Key EU concerns regarding the situation in Myanmar relate to the non-implementation of the principles of several international human rights conventions listed in the GSP Regulation, namely: the Convention on the Prevention and Punishment of the Crime of Genocide, the International Covenant for Civil and Political Rights (ICCPR), International Covenant on Economic, Social and Cultural Rights (CESCR), Convention on the Rights of the Child (CRC), the Conventions on Elimination of Racial Discrimination (CERD), Convention of the Elimination of Discrimination against Women (CEDAW), Convention against Torture (CAT); and fundamental labour (ILO) principles.

However, the report states that Myanmar has shown a constructive attitude and engagement on the issues of concern raised by the EU. There are some positive signs but progress on more complex issues remains difficult. Serious human rights violations in conflict areas are reported to continue. Further challenges are due to the continued conflicts in Rakhine State with the Arakan Army and renewed fighting in northern Shan State between various non-state actors and the Tatmadaw (military).

The EU will continue its active engagement with the government of Myanmar including within the EBA enhanced engagement and in multilateral forums such as UN Human Rights Council, UN General Assembly, and ILO and will possibly consider additional targeted restrictive measures in order to promote progress in all areas of concern. Progress, among others, is expected in the following areas: legislation on freedom of expression, combating hate speech, humanitarian access, conditions for IDPs, implementation of the recommendations of the Report of the Advisory Commission on Rakhine State, accountability for human rights violations and cooperating with all UN-mandated bodies, eliminating hazardous child labour, addressing child and forced labour, providing a timeline on amending section 359 of the 2008 Constitution, which exempts from the prohibition of forced labour, ensuring freedom of association and collective bargaining.

Asked for his comments on the report, EU Ambassador to Myanmar Mr Kristian Schmidt said in an emailed response to The Myanmar Times: “Around the world, the EU’s trade is a crucial tool to improve human rights, labour rights and good governance. Through the EU’s Generalised Scheme of Preferences, we help developing countries grow in a sustainable manner. Also in Myanmar, our [EBA] preferential trade tariffs have helped to lift thousands out of poverty and reduce inequalities. Since 2015, Myanmar’s exports to the EU have grown by over 230 percent.
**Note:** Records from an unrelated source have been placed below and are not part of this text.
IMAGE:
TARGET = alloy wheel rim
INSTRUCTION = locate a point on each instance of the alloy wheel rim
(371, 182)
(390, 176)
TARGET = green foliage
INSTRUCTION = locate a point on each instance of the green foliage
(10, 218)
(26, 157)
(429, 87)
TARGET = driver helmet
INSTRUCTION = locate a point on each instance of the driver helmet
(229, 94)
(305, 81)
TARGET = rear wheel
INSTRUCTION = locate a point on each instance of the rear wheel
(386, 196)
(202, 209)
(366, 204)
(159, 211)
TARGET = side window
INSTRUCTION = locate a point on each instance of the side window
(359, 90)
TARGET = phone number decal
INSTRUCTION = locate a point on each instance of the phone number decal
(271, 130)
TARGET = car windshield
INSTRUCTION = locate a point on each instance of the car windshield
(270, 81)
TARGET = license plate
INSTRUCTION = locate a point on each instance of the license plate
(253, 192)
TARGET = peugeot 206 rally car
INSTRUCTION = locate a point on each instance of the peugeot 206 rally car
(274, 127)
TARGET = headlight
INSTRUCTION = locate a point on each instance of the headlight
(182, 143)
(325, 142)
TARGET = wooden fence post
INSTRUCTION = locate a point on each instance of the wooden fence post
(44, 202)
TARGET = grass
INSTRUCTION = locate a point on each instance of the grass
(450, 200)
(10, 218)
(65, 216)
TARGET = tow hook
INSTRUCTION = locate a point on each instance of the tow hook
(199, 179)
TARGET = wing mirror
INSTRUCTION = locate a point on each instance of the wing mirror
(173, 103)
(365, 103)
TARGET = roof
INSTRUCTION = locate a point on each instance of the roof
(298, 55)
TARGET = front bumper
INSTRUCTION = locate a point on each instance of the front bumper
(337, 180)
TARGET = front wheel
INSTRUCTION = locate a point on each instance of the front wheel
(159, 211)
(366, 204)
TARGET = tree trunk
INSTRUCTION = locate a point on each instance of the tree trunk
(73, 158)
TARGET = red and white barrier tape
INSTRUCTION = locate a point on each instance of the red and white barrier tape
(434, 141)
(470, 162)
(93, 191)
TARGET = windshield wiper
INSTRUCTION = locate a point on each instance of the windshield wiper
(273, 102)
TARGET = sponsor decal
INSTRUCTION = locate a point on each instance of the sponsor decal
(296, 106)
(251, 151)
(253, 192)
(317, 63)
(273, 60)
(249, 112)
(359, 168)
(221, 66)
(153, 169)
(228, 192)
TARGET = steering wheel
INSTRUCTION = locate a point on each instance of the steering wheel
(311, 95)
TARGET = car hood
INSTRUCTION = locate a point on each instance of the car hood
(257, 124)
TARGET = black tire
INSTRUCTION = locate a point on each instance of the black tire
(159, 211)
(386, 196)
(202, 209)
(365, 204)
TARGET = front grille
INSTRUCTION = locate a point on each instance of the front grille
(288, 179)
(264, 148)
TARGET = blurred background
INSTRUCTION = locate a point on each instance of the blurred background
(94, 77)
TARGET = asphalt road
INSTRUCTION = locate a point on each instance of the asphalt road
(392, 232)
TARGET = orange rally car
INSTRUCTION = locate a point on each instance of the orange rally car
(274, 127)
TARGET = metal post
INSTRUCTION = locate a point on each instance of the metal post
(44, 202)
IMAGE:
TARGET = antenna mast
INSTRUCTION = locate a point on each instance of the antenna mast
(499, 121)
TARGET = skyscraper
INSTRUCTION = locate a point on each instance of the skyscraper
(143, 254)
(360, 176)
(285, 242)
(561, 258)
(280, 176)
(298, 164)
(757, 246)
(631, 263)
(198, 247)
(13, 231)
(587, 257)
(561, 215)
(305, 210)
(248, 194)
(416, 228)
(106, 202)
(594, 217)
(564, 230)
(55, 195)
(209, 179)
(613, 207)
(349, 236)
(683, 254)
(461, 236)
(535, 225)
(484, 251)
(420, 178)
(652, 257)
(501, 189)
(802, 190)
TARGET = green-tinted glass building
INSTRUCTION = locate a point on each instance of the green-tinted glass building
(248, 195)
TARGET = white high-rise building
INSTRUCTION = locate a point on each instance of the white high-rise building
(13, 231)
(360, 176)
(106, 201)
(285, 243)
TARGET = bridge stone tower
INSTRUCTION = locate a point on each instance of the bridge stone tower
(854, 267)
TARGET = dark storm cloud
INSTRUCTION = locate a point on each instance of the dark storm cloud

“The EU imports twice as much from least developed countries like Myanmar as the rest of the world does. Today’s report shows that, partly thanks to GSP, countries like Myanmar are making constructive efforts to improve on labour rights, child rights and adherence to universal values. As could be expected, however, the report also points to a number of areas where the EU will continue to encourage Myanmar to make urgent efforts, and we will continue our enhanced monitoring on issues such as democratic reforms, freedom of expression, cooperation with the UN and the rights of the Rohingya.”

“For Bangladesh, and Myanmar, the European Commission will review the situation and decide on the next steps. If dialogue fails to produce sufficient results, the EU remains ready, as a last resort, to launch the procedure for withdrawal of preferences with due consideration for the economic and social impact of such a withdrawal. For Myanmar, discussions on restrictive measures will continue concurrently with the EU Member States to review the list of targeted individuals and to explore possibilities for expanding the scope to include economic entities,” Schmidt added.

Myanmar’s main exports to the EU under the EBA are apparel and clothing. Myanmar increased its exports to the EU 10-fold since it was granted EBA preferences in 2013.